Everything is being rapidly brought to the surface - the good and the bad, the desirable
and the undesirable, the [452] past and the future (for the two are one); the plow of
God has nearly accomplished its work; the sword of the spirit has severed an evil past
from the radiant future, and both are seen as contributory in the Eye of God; our material
civilization will be seen as giving place rapidly to a more spiritual culture; our church
organizations, with their limiting and confusing theologies, will soon give place to the
Hierarchy with its emerging teaching - clear, factual, intuitive and non-dogmatic.
- Vol. V.
The
Light of the Soul:
Intense
desire for sentient existence or attachment. This is inherent in every form, is
self-perpetuating and known even to the very wise.
When the life or Spirit withdraws itself, the form dies, occultly. When the thought of the
ego or higher self is occupied with its own plane, there is no energy outgoing towards the
matter of the three worlds, and so no form-building and form-attachment is there possible.
This is in line with the occult truism that "energy follows thought," and is in
line, too, with the teaching that the body of the Christ principle (the Buddhic vehicle)

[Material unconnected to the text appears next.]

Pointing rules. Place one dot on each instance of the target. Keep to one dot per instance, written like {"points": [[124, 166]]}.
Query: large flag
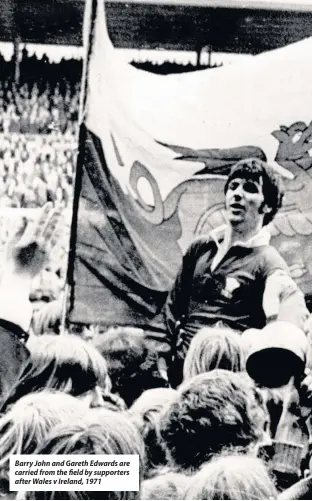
{"points": [[154, 154]]}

only begins to coordinate as the lower impulses fade out...Attachment to form or the
attraction of form for Spirit is the great involutionary impulse. Repulsion of form and
consequent form disintegration is the great evolutionary urge.
- Pages 137-138.
When the
cause, desire, has produced its effect, the personality or form aspect of man, then as
long as the will to live exists, so long will the form persist. It is kept in
manifestation through mental vitality. This has been demonstrated time and again in the
annals of medicine, for it has been proven that as long as the determination to live
persists, so will be the probable duration of the physical plane [453] life; but that the
moment that will is withdrawn, or the interest of the dweller in the body is no longer
centered upon personality manifestation, death ensues and the disintegration of that
mind-image, the body, takes place.
- Page 397.
There are
two main lines of evolution, that which concerns matter and form, and that which concerns
the soul, the consciousness aspect, the thinker in manifestation. For each of these the
path of progress differs, and each pursues its course. As has been noted, for a long
period of time the soul identifies itself with the form aspect and endeavors to follow the
"Path of Death," for that is what the dark path is in fact to the thinker.
Later, through strenuous effort, this identification ceases; the soul becomes aware of
itself, and of its own path, or dharma, and follows then the way of light and of life. It
should ever be borne in mind, however, that for the two aspects their own path is the
right path, and that the impulses which lie hidden in the physical vehicle or in the
astral body are not in themselves wrong. They become wrong from certain angles when
twisted from their right use, and it was this realization that led the disciple in the
Book of Job to cry out and say, "I have perverted that which was right." The two
lines of development are separate and distinct, and this every aspirant has to learn.